Category: Notes (Page 3 of 9)

Mentoring at Dartmouth

While searching for resources on mentoring I came across Dartmouth Mentor Exchange. Dartmouth is a college in New Hampshire but the mentoring resources are valid in most contexts.

Under Mentor are resources that aree useful for mentors and under Mentee are resources that are valuable for the person being mentored.

Mentoring is a form of development where the mentor shares knowledge, insight and experience with their mentee to assist the mentee in reaching their potential.

Mentees should proactively approach the mentoring relationship with specific development goals in mind and be receptive to feedback, coaching, learning and growth.

This was originally posted at Bengt’s Notes, another blog of mine.

The Pomodoro Technique – manage your attention

I was reminded of The Pomodoro Technique™ when I attended Øredev 2009. It’s an interesting concept described like this:

The Pomodoro Technique™ is a way to get the most out of time management. Turn time into a valuable ally to accomplish what we want to do and chart continuous improvement in the way we do it.

Time management is a misnomer since time cannot be managed, it’s all about managing your attention. Pomodoro is Italian for tomato, it refers to the timer you use to keep track of time and the only tool you need. The basic unit of work in the Pomodoro Technique™ is as simple as these five steps:

1. Choose a task to be accomplished
2. Set the Pomodoro to 25 minutes (the Pomodoro is the timer)
3. Work on the task until the Pomodoro rings, then put a check on your sheet of paper
4. Take a short break (5 minutes is OK)
5. Every 4 Pomodoros take a longer break

The Pomodoro Technique is great. Step three above is about working on one task and that task only – no distractions and no multitasking. Knowing that the timer will tell you when the time is out means you can focus completely on the task at hand. The Pomodoro Technique works great together with the 18 Minute Plan.
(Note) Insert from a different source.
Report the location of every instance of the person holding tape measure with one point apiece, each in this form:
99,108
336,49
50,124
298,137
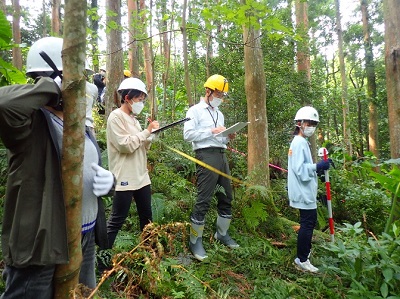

The timer sound gets a bit annoying hearing it that often. I’ll do some work on my timer to make it more quiet. An alternative, as long as you are by your computer, is Tomatoi.st which is a Pomodoro timer in your browser. Another option is focus booster which can be used online or as a desktop application.

To get a quick introduction to the Pomodoro Technique, get the Cheat Sheet in Pomodoro Resources. The Cheat Sheet is described as This one-page paper is a valuable tool for Pomodoro Technique™ beginners. It’s also the perfect way to show your friends and colleagues how the technique works. In the Pomodoro Resources are also Worksheets (To Do Today and Activity Inventory) and a 45 page PDF that explains the concept more in details.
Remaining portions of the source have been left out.